Donald Trump’s TV financial disclosure released Tuesday put about $1.4 billion in crypto earnings on paper for 2025, the first year of his second term. The 927-page filing gives a rare look at how much of his income now runs through digital assets, licensing, and investment accounts.
More than $635 million came from a licensing agreement with a cryptocurrency group specializing in meme coins bearing his name, and that was only the largest slice. The filing also listed more than $236 million from additional crypto token sales, more than $65 million from an equity sale tied to World Liberty Financial, and more than $290 million from cryptocurrency wallets associated with World Liberty.
Celebration Coins and World Liberty
The $635 million licensing line was tied to Celebration Coins, the group named in the filing. No digital footprint could be found for Celebration Coins, which leaves the filing’s language doing more work than any public corporate profile would. For readers trying to understand the total, that matters because the crypto income is spread across licensing, token sales, equity, and wallet income rather than one clean transaction.
The math also does not close neatly to a single exact figure. The filing says many amounts are reported as ranges, which makes the stated total of some $1.4 billion a floor, not a precise tally. That is the practical limit of what the disclosure gives the public: a huge number, but not a line-by-line reconciliation of every source.
927 pages for Trump
927 pages is far longer than the final disclosure forms filed by Barack Obama, Joe Biden, and JD Vance. Douglas Brinkley said, “What strikes me as remarkable is how many pies Trump has his fingers in,” and added, “There is no precedent to compare it with.” He also said, “No president in the 20th or 21st century has had something that’s vaguely comparable.”

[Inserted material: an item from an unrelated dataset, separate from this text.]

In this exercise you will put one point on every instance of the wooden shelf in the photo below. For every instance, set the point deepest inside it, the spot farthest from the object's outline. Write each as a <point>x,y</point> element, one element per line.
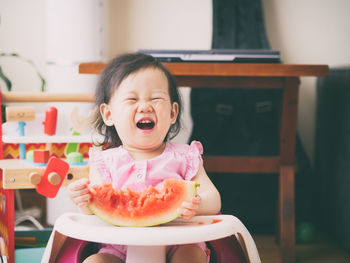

Trump’s investment accounts also bought and sold shares of the GEO Group, and the purchases began just 10 days after his inauguration. As the number of immigrant detainees swelled from 35,000 to almost 70,000, those purchases increased, ranging from $143,000 to $445,000, while the stock sold ranged from $67,000 to $180,000. The last GEO Group purchase was listed in late November.
White House and conflicts
A White House representative said, “Neither the President nor his family has ever engaged — or will ever engage — in conflicts of interest,” and also said, “President Trump proudly made the United States the crypto capital of the world through executive actions, supporting legislation like the GENIUS Act, and other commonsense policies to drive innovation and economic opportunity for all Americans.” The disclosure still shows Trump’s assets remained in play rather than being moved into a blind trust before he took office.
That leaves the useful reader question at the center of the filing: which specific assets, contracts, or transactions produced the ranges attached to Trump’s tens of thousands of investments. Until those are itemized, the disclosure reads less like a final account than a very large ledger with key lines still grouped in buckets.